Michael held the handkerchief in his hand. “OK,” he said, “this one time. You are the only person I felt any affection for, that I care about. I didn’t call you because it never occurred to me that you’d still be interested in me after everything that’s happened. Sure, I could have chased you, I could have conned you, but I didn’t want to do that. Now here’s something I’ll trust you with and I don’t want you to repeat it even to your father. If everything goes right, the Corleone Family will be completely legitimate in about five years. Some very tricky things have to be done to make that possible. That’s when you may become a wealthy widow. Now what do I want you for? Well, because I want you and I want a family. I want kids; it’s time. And I don’t want those kids to be influenced by me the way I was influenced by my father. I don’t mean my father deliberately influenced me. He never did. He never even wanted me in the family business. He wanted me to become a professor or a doctor, something like that. But things went bad and I had to fight for my Family. I had to fight because I love and admire my father. I never knew a man more worthy of respect. He was a good husband and a good father and a good friend to people who were not so fortunate in life. There’s another side to him, but that’s not relevant to me as his son. Anyway I don’t want that to happen to our kids. I want them to be influenced by you. I want them to grow up to be All-American kids, real All-American, the whole works. Maybe they or their grandchildren will go into politics.” Michael grinned. “Maybe one of them will be President of the United States. Why the hell not? In my history course at Dartmouth we did some background on all the Presidents and they had fathers and grandfathers who were lucky they didn’t get hanged. But I’ll settle for my kids being doctors or musicians or teachers. They’ll never be in the Family business. By the time they are that old I’ll be retired anyway. And you and I will be part of some country club crowd, the good simple life of well-to-do Americans. How does that strike you for a proposition?”

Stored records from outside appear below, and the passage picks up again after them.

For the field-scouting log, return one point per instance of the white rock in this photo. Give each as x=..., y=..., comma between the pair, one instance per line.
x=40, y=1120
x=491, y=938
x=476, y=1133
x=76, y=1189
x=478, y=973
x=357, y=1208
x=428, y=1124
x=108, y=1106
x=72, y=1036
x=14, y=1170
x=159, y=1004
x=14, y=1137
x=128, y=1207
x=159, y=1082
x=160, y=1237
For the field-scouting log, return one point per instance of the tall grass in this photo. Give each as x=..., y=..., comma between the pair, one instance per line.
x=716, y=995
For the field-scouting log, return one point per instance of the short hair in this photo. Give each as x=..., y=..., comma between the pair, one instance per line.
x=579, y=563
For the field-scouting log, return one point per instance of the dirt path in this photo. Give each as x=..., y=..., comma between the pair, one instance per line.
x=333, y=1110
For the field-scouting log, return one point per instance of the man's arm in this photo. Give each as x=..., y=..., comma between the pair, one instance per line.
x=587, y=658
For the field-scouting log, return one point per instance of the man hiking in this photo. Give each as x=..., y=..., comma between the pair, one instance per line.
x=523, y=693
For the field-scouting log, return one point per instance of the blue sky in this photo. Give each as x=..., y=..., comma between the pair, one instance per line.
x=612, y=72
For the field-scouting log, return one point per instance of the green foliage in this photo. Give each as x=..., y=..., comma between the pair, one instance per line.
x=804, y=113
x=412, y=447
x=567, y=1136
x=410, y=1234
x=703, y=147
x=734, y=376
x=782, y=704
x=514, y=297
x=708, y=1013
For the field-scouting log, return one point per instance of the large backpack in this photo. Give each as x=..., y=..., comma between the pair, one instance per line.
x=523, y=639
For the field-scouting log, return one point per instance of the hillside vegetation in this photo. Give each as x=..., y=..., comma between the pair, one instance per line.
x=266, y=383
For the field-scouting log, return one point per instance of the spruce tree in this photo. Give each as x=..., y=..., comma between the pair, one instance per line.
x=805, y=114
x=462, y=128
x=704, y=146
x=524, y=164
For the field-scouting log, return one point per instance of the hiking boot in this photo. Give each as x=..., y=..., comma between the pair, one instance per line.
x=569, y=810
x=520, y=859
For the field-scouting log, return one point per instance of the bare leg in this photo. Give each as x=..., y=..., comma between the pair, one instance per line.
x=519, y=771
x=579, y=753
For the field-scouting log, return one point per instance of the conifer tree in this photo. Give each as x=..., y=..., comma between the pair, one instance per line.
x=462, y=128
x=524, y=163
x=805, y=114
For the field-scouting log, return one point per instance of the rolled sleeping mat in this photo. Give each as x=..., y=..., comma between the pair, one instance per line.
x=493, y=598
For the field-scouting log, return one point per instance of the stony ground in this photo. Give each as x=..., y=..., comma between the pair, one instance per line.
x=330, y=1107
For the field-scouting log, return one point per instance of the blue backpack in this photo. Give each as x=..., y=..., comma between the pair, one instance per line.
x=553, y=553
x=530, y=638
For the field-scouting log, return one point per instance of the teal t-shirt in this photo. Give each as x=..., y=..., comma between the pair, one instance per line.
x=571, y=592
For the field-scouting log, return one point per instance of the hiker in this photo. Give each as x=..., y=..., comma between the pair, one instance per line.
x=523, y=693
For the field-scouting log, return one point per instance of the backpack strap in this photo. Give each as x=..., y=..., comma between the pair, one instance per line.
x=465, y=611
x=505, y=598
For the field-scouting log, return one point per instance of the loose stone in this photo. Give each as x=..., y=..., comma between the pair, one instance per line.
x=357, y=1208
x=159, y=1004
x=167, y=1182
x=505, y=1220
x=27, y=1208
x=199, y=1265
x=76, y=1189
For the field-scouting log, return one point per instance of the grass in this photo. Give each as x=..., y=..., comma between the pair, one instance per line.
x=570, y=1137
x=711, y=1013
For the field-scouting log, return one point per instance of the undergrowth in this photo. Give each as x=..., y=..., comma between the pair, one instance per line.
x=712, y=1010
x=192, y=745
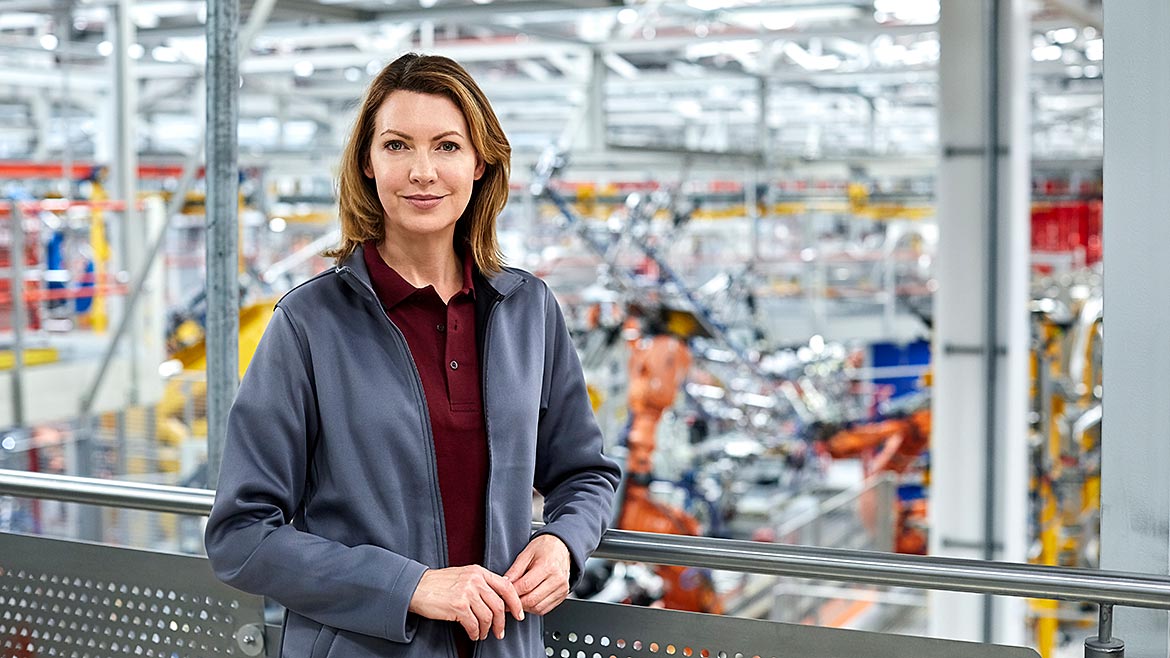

“Marvelous,” Kay said. “But you sort of skipped over the widow part.”
“There’s not much chance of that. I just mentioned it to give a fair presentation.” Michael patted his nose with the handkerchief.
“I can’t believe it, I can’t believe you’re a man like that, you’re just not,” Kay said. Her face had a bewildered look. “I just don’t understand the whole thing, how it could possibly be.”
“Well, I’m not giving any more explanations,” Michael said gently. “You know, you don’t have to think about any of this stuff, it has nothing to do with you really, or with our life together if we get married.”
Kay shook her head. “How can you want to marry me, how can you hint that you love me, you never say the word but you just now said you loved your father, you never said you loved me, how could you if you distrust me so much you can’t tell me about the most important things in your life? How can you want to have a wife you can’t trust? Your father trusts your mother. I know that.”
“Sure,” Michael said. “But that doesn’t mean he tells her everything. And, you know, he has reason to trust her. Not because they got married and she’s his wife. But she bore him four children in times when it was not that safe to bear children. She nursed and guarded him when people shot him. She believed in him. He was always her first loyalty for forty years. After you do that maybe I’ll tell you a few things you really don’t want to hear.”